Schio – La città di Schio ha conferito la cittadinanza onoraria a Santa Giuseppina Bakhita, la religiosa canossiana sudanese proclamata santa nel 2000 da papa Giovanni Paolo II, conosciuta nel mondo come la Santa di Schio, e che ora è divenuta dunque scledense a tutti gli effetti. Il consiglio comunale scledense lo ha deciso all’unanimità, sulla base dello stesso statuto comunale che prevede la possibilità di “conferire, con atto solenne e motivato, la cittadinanza onoraria a chi ha operato nell’interesse della comunità e a chi si sia distinto per altri meriti”.

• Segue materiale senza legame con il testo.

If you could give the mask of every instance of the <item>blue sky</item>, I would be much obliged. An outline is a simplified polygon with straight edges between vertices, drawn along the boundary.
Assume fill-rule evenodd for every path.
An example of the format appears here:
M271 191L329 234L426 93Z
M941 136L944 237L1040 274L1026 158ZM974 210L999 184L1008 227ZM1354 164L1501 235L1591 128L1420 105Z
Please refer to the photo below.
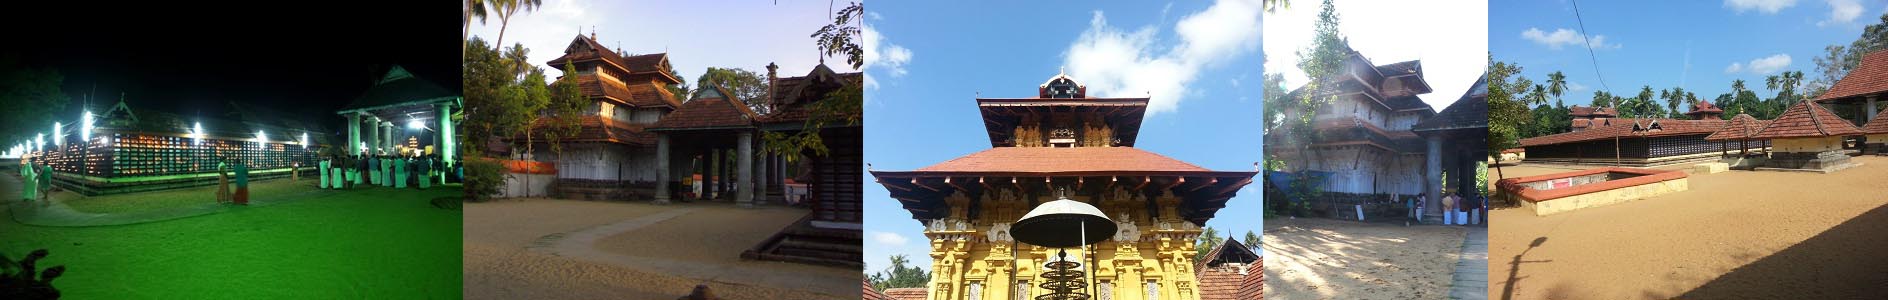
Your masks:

“Sta giungendo a conclusione – ha sottolineato il sindaco di Schio, Valter Orsi – l’anno in cui si è celebrato il settantesimo anniversario della morte della Santa, avvenuta qui a Schio l’8 febbraio del 1947. Un momento di ricordo e condivisione con la cittadinanza sulla sua figura e sui valori che si possono trarre dalla sua esperienza di vita, sia umana che religiosa, era già stato previsto in occasione della cerimonia degli auguri di Natale alla cittadinanza, che si svolgerà il 16 dicembre prossimo. Il comitato che porta il suo nome, da dieci anni si impegna, con l’amministrazione comunale, per sostenere progetti di solidarietà in Sudan, paese dilaniato dalla guerra”.

“Santa Giuseppina Bakhita – è ancora Orsi a parlare – è sempre più conosciuta nel mondo, anche come la santa di Schio, oltreché sorella universale, e numerose sono le testimonianze di affetto e devozione di cui siamo a conoscenza. Da ultimo il romanzo Bakhita, della scrittrice francese Véronique Olmi, che ripercorre la sua storia. Ma, soprattutto, lo testimoniano le tante persone che vengono a Schio per pregare e visitare i luoghi in cui lei è vissuta”.